Approaching a person in obvious mental distress in a threatening and dominating way or suddenly trying to grab them. This one is often done in Real Life by police, and often leads to the person acting out and the police shooting them in "self-defense." If someone is in obvious mental distress (appears to be attempting suicide, appears to be hallucinating or tripping, uncontrollable crying or rage) the proper response, if no one else is at risk, is to back off and allow the person space, and to approach, if at all, slowly, calmly, and ideally with permission.
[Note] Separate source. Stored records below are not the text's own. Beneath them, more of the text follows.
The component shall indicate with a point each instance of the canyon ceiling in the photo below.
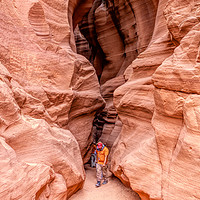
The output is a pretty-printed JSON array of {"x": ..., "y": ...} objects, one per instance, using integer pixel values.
[{"x": 136, "y": 86}]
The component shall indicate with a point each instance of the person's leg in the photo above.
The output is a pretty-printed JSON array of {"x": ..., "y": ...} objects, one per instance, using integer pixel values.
[
  {"x": 92, "y": 164},
  {"x": 98, "y": 174},
  {"x": 105, "y": 175}
]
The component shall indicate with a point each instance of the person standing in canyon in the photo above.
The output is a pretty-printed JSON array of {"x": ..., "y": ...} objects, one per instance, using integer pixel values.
[{"x": 101, "y": 163}]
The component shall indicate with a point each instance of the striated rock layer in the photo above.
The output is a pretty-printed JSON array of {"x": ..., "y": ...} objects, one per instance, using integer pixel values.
[
  {"x": 48, "y": 98},
  {"x": 157, "y": 151},
  {"x": 117, "y": 32}
]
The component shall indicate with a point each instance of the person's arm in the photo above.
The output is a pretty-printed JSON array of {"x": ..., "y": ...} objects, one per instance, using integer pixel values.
[{"x": 104, "y": 164}]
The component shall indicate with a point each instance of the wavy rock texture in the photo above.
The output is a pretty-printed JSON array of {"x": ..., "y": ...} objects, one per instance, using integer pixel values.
[
  {"x": 157, "y": 152},
  {"x": 48, "y": 98},
  {"x": 117, "y": 32}
]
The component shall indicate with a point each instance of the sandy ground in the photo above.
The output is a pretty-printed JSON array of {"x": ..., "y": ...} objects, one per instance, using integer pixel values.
[{"x": 113, "y": 190}]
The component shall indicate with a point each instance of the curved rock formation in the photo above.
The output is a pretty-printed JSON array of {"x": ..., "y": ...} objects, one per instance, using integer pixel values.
[
  {"x": 117, "y": 32},
  {"x": 156, "y": 151},
  {"x": 44, "y": 89}
]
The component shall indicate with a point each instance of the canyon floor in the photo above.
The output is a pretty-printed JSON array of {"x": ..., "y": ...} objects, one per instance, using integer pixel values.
[{"x": 114, "y": 190}]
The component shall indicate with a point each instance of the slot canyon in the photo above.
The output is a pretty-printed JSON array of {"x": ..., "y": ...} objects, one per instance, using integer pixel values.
[{"x": 126, "y": 72}]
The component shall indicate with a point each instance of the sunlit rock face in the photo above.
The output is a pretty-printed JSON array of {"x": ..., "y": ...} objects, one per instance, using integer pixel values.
[
  {"x": 117, "y": 31},
  {"x": 157, "y": 151},
  {"x": 48, "y": 98}
]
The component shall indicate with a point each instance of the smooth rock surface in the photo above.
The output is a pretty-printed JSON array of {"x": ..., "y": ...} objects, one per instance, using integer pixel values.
[{"x": 44, "y": 89}]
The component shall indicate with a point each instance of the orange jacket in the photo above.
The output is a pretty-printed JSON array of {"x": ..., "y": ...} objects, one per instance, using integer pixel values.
[{"x": 101, "y": 155}]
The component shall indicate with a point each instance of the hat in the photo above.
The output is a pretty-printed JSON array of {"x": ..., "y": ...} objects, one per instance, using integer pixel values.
[{"x": 99, "y": 144}]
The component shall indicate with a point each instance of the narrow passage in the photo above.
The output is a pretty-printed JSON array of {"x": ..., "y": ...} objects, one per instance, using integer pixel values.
[{"x": 113, "y": 190}]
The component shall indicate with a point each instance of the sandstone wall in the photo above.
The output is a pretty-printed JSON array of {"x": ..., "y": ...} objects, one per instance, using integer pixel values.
[
  {"x": 117, "y": 32},
  {"x": 157, "y": 151},
  {"x": 44, "y": 89}
]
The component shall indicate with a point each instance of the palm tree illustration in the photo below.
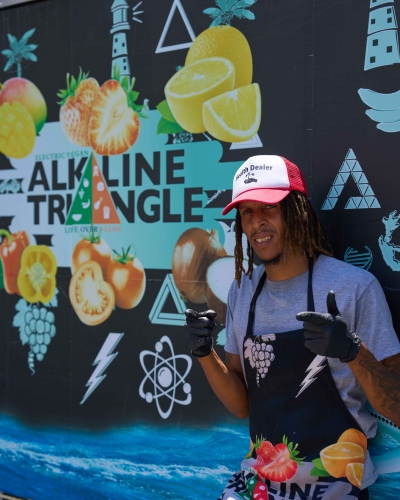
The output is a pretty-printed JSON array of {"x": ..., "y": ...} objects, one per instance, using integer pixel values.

Someone in mental distress, for whatever reason, often will respond to compassion and respect much better than they will to threats and orders or being, in their mind, suddenly physically assaulted.
Aquatic problems can be even worse. Basic aquatic safety and lifesaving courses will tell you to stay the hell out of the way if there are any professional lifeguards around, and anybody without at least basic training is far more likely to make the situation much, much worse than better.
In Hollywood, if CPR is ineffective it is perfectly fine to start randomly striking the patient in the chest in an attempt to restart their heart. In real life, this is called a precordial thump. It is a precisely aimed blow delivered by an expert in an attempt to interrupt a life-threatening rhythm, in the event that a defibrillator is not available, and can only be attempted once.
The Miraculous Bitchslap Of Life. Somebody isn't breathing, or there's no pulse, and their buddy gets all emotional and angry and slaps them a couple of times, perhaps accompanied by a How Dare You Die on Me! speech. After a few seconds they come around.
Putting someone's head back when they have a nosebleed—you risk making them choke or puke from swallowing the blood.
Person has hypothermia? Throw them in hot water! In real life, this would cause their core temperature to shoot right up, inviting the colder fluid from the extremities in. The resulting diffusion would make the person even colder, or worse, mess up their heart.
Alcohol as a frostbite cure. While alcohol can create a quick rush of warmth by dilating blood vessels, this same effect can cause a faster and very dangerous drop in temperature.
Beginning care on a conscious adult without consent. The person can sue for assault and battery, and this applies even to choking victims. (Just so this article doesn't stop you from helping people in real emergencies, if consent is given, or if consent can be reasonably assumed ("Please help" is a reasonable assumption), then you're often protected by Good Samaritan Laws even if you fail to save the person.) Note that this only applies to conscious adults-conscious children are either assumed to give consent or you must obtain consent from the child's legal guardian (parent or otherwise) on the scene (if there is no one else on the scene, it's assumed). Unconscious ANYTHING is also fair game.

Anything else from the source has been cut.